Other issues which never cropped up before were also raised like the freeing of e-commerce and investment facilitation by a group of countries. China proposed freeing of e-commerce, but India rightly objected. China wants to remove all duties on e-commerce — something which is not feasible in India’s case because India’s digital penetration is not as deep as China’s and freeing of e-commerce will not help the MSMEs as they will not be able to compete with countries with deeper internet penetration which lead to their having better access to international markets.
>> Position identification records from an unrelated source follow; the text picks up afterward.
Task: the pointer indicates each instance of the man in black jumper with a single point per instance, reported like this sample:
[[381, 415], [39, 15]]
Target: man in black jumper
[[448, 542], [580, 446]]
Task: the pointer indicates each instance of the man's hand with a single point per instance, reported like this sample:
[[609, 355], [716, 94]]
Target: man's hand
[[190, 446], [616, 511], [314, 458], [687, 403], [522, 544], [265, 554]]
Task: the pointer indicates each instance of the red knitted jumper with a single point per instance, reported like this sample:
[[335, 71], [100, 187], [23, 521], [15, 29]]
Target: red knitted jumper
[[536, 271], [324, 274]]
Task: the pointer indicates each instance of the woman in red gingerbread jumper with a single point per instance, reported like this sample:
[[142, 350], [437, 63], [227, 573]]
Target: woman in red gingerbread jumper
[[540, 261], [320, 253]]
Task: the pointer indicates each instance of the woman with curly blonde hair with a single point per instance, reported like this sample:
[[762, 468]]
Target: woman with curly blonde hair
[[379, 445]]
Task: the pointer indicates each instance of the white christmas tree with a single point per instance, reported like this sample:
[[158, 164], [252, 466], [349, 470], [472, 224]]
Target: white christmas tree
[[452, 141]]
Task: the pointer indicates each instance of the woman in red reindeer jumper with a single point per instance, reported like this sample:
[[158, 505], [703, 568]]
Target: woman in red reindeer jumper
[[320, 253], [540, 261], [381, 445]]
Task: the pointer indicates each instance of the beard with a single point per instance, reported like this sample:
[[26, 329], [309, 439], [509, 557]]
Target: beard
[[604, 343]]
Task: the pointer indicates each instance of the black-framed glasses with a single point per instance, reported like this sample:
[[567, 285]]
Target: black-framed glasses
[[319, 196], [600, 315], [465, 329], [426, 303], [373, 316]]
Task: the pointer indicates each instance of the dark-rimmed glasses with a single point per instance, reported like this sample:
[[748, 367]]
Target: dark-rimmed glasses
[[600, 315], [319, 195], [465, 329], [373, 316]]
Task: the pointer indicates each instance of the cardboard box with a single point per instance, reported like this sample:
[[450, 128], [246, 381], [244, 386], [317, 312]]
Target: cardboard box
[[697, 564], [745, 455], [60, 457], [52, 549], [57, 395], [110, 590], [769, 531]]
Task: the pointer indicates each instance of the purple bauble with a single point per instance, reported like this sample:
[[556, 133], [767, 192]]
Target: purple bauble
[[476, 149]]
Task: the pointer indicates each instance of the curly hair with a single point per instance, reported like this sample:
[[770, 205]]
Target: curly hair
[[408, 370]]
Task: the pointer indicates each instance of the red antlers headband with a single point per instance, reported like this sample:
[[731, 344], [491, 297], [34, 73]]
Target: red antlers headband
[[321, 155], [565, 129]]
Source: WTO/Cuika Foto/CC BY-SA 2.0
Regarding investment facilitation, India has got its own new model investment code which does not allow multinational companies to take the government to international courts before it has taken recourse to the domestic dispute settlement bodies for a period of at least five years. This is because, in the past, the government of India has been taken to international arbitration courts on multiple occasions.
India has got its own new model investment code which does not allow multinational companies to take the government to international courts before it has taken recourse to the domestic dispute settlement bodies for a period of at least five years.
In the case of fisheries also, China and India did not make commitments to eliminate fisheries subsidies on ‘illegal fishing’ because of the livelihood of large number of fishermen is involved.
The Doha Development Agenda, which the Indian government has been keen to promote and which is based on multilateralism, has been put on hold much to the chagrin of many developing countries comprising the Group of 33.
So what is it that the WTO has achieved? It has become only a dispute settlement body and even that role has been blocked by the US as it has refused to participate in the nomination of judges to the appellate body, creating a paralysis in the WTO’s dispute settlement system. Members are usually appointed by consensus and the US is an important member.
Throughout its existence, the WTO has been dominated by the developed countries, with US playing an important role. From supporting trade and investment liberalisation in the world and insisting on tariff reductions for prying open developing country markets, the US has now turned protectionist. It blocked the Trans Pacific Partnership Agreement and wants to renegotiate the North Atlantic Free Trade Agreement with Canada and Mexico in a bid to realise Trump’s goal of America First. China has emerged as a supporter of globalisation and free trade as it still remains the biggest exporter in the world.
India on the other hand has to compete with all the members of ASEAN and others around the world in increasing its share of global trade. It is promoting its own free trading arrangement with its immediate neighbours. It already has FTAs with a number of countries and is a member of several other regional groupings. If it left the WTO — no great harm would come to it in the areas of trade and investment. It will be independent of the rules of public stockholding restrictions which are unjust towards the large number of poor in India needing food security. It will be able to undertake reforms at its own pace and address the needs of the poor farmers and small and micro enterprises. India could have its own agenda of duty reduction on various sensitive items because it too like the US is interested in Make in India policy which has to give priority to its own industries first.